O Supremo Tribunal Federal está cobrando esclarecimentos do Congresso e do governo federal sobre um tipo de indicação de recursos públicos que soma mais de um bilhão de reais. A questão central é a falta de transparência: não está claro qual parlamentar escolheu de fato os projetos beneficiados. Organizações da sociedade civil levaram o caso ao STF, mostrando que a prática continuou nos últimos anos.
O ministro Flávio Dino, responsável pelo processo no Supremo, deu um prazo de dez dias para que as instituições se manifestem. Ele quer respostas específicas sobre os pontos levantados. O objetivo é entender se as regras atuais garantem o acompanhamento do dinheiro público, do orçamento até a destinação final.

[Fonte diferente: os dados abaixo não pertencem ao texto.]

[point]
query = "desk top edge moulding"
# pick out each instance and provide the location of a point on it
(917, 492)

Esse debate ocorre num processo que já tramita na Corte, focado em tornar as emendas parlamentares mais transparentes. A sociedade e os órgãos de controle precisam saber como cada centavo é gasto. O caso joga luz num mecanismo que, na prática, pode dificultar esse rastreamento essencial.
O que são as "emendas de liderança"
As chamadas "emendas de liderança" não são uma categoria oficial no orçamento. Na verdade, são recursos de emendas de comissão que, no papel, aparecem como indicações das chefias dos partidos. O problema é que não se revela o nome do deputado ou senador que efetivamente escolheu para onde o dinheiro vai.
Em 2025, esse modelo foi usado em 1.341 indicações, totalizando cerca de R$ 1,26 bilhão. As entidades afirmam que o padrão se repetiu em 2026. A quantia movimentada no ano passado ainda não foi divulgada. A falta de um responsável identificado prejudica a prestação de contas à população.
O cerne da questão não é a ausência de um nome formalmente registrado. A dificuldade está em descobrir qual parlamentar tomou a decisão concreta de indicar o beneficiário. Sem essa informação, fica quase impossível estabelecer um vínculo claro entre o político e a aplicação dos recursos.
A pulverização dos recursos
O levantamento aponta outro fenômeno preocupante: a fragmentação dos recursos das emendas de comissão. Por lei, esse tipo de emenda deve atender a finalidades de interesse nacional ou regional. No entanto, os dados mostram uma multiplicação de indicações pequenas para demandas locais muito específicas.
Na lei orçamentária de 2025, houve 16.646 indicações diferentes, somando R$ 11,7 bilhões. Desse total, 1.606 indicações eram de R$ 100 mil ou menos. Quando o dinheiro é dividido em tantas partes tão pequenas, pode se perder o foco no interesse coletivo mais amplo.
Essa pulverização excessiva pode esvaziar o propósito original das emendas de comissão. Em vez de financiar obras ou políticas de alcance regional, os recursos se dispersam em milhares de pequenos gastos. O risco é que o critério de interesse público fique em segundo plano.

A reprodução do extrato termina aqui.